CDU soll Landesvermögen für Imagekampage eingesetzt haben

 

Dresden/Hamburg (ddp-lsc). Die sächsische CDU-Regierung soll 1999 mit Vermögen des Freistaates die im Vorfeld des Landtagswahlkampfs geschaltete Imagekampagne "Sachsen für Sachsen" indirekt finanziert haben. Das berichtete das Hamburger Nachrichtenmagazin "Stern" am Mittwoch vorab. Es bezieht sich dabei auf eine eidesstattliche Versicherung des Ex-Vorstandschefs der Sachsenring Automobiltechnik AG, Ulf Rittinghaus. 1998 soll ihn der damalige CDU-Wirtschaftsminister Kajo Schommer um eine Wahlkampfhilfe für seine Partei in Höhe von fünf Millionen Mark gebeten haben.

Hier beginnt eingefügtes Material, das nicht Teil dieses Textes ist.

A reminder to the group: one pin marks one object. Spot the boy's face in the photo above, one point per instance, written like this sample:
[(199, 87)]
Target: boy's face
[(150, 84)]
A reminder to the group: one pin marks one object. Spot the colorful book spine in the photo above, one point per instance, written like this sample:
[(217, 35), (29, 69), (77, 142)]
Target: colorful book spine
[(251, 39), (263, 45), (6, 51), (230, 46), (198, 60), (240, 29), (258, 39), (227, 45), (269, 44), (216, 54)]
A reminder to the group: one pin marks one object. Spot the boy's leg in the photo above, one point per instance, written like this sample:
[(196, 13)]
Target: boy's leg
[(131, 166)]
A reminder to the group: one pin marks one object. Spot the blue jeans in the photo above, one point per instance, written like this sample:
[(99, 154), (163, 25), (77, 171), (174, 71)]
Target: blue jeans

Rittinghaus habe jedoch abgelehnt. Schommer habe ihm einen Ausweg angeboten. Er soll vorgeschlagen haben, dass das Kabinett von Kurt Biedenkopf (CDU) dem Unternehmen zugesagte Beihilfen für den geplanten Kauf der landeseigenen Chip-Fabrik "Zentrum für Mikroelektronik Dresden" von 25 Millionen Mark um den Betrag für die CDU-Wahlkampfhilfe aufstocken könne. Tatsächlich habe die Staatsregierung die Beihilfen auf 29 Millionen Mark erhöht, Sachsenring daraufhin rund 3 Millionen Mark für die Imagekampagne gespendet.

 

Schommer bezeichnete im "Stern" die Vorwürfe als "absolut unwahr". Die Behauptungen träfen nicht zu. Für die Darstellung von Rittinghaus würden aber etliche Zeugen bürgen, darunter sein Fahrer, berichtet das Magazin. Der Betriebsratsvorsitzende Manfred Schürer sagte, in der Aufsichtsratssitzung sei "sehr angestrengt über diese Forderungen" diskutiert worden. Der Beitrag sollte, so die Erklärung für die Aufsichtsräte, "jedoch nicht als direkte Wahlkampfspende an die CDU geleistet werden".